Notre première visite de documentation en République Tchèque commence le 19 avril 2007 avec sa capitale, Prague. La ville de Prague, surnommée la ville dorée, n’est pas seulement une ville superbe avec des monuments, palais et cathédrales impressionnants qui témoignent son riche patrimoine cultural, mais aussi l’endroit où le mythe du Golem este né. Par conséquent, nous nous sommes proposés pour cette première visite de Prague de retrouver et retracer l’histoire du Golem.

Le point de départ a été le théâtre Hybernia, un bâtiment construit sur l’emplacement d’un ancien monastère et entre les murs duquel on a découvert pendant la reconstruction une petite pièce sans entrée et sans sortie, ce qui a fait être considérée le lieu ou Golem avait été enterré. C’est pourquoi ce théâtre a été choisi par le compositeur Karel Svoboda du musical Golem auquel nous avons assisté dans la soirée, comme lieu pour la représentation de son spectacle.

La guide nous a fait ensuite visiter le bâtiment, la salle de spectacle munie d’équipements très modernes pour les techniques théâtrales et ayant une capacité de 1000 personnes, les coulisses où il y avaient de différents objets qui faisaient partie du décor et les garde-robes avec les imposants costumes du spectacle, la scène tournante et la chapelle du Golem. Du haut de la terrasse on a admiré le beau panorama de la ville et on a repéré quelques monuments des alentours. Juste en face, il y a La Maison Municipale, construite entre 1906-1912 en style Sécession praguois, ayant sur la façade un mosaïque illustrant l’Apothéose de Prague. C'est un bâtiment destinée à présent aux réceptions, concerts et réunions. Cette maison a eu son importance historique car c’est ici que la République Tchécoslovaque a été proclamée le 28 oct. 1918 et en 1989 il y a eu des négociations entre le pouvoir communiste de l’époque et l’opposition menée par Vaclav Havel. A coté de la Maison Municipale s’élève la Tour Poudrière, construction imposante de style gothique (XV-e siècle) dont sur la façade on peut admirer les armoiries et les statues des Saints et des Souverains de Bohême.

Nous poursuivons notre route en empruntant la voie royale (la rue Celetná), appelée aussi “la voie du couronnement” qui mène jusqu à la place de la Vieille Ville en imaginant les processions royales qui allaient du château de la Vieille Ville jusqu’à la cathédrale Saint Guy où étaient couronnés les rois.

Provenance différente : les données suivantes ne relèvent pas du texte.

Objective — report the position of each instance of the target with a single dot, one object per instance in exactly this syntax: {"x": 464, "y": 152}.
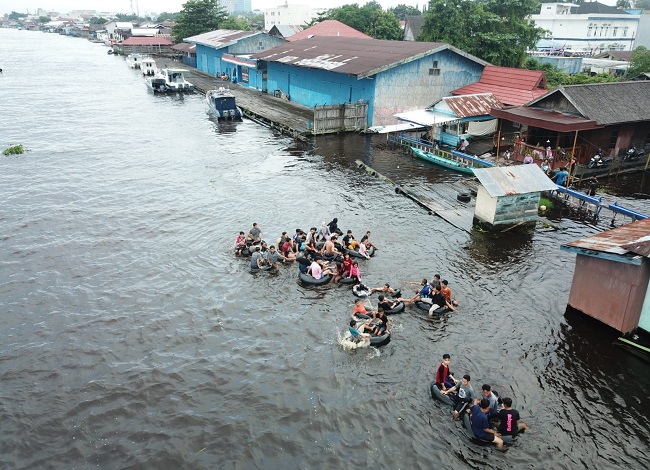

Une fois dans la place de la vieille ville (Staromĕstské námáĕstí), une place d’une grande importance historique car elle a été le théâtre des événements heureux  et tragiques qui ont marqué l’histoire millénaire de Prague, on admire tout autour de l’Hôtel de Ville de Staré Mĕsto (XII-e siècle) les anciennes demeures patriciennes: “A la licorne en or” qui a abrité la première école de musique du célèbre compositeur B Smetana, la Maison Storch avec sa fresque représentant Saint Venceslas à cheval, la Maison “U Minuty”, richement décorée de sgraffites, l’Eglise Notre-Dame-de-Tyn de style gothique(XIVe siècle).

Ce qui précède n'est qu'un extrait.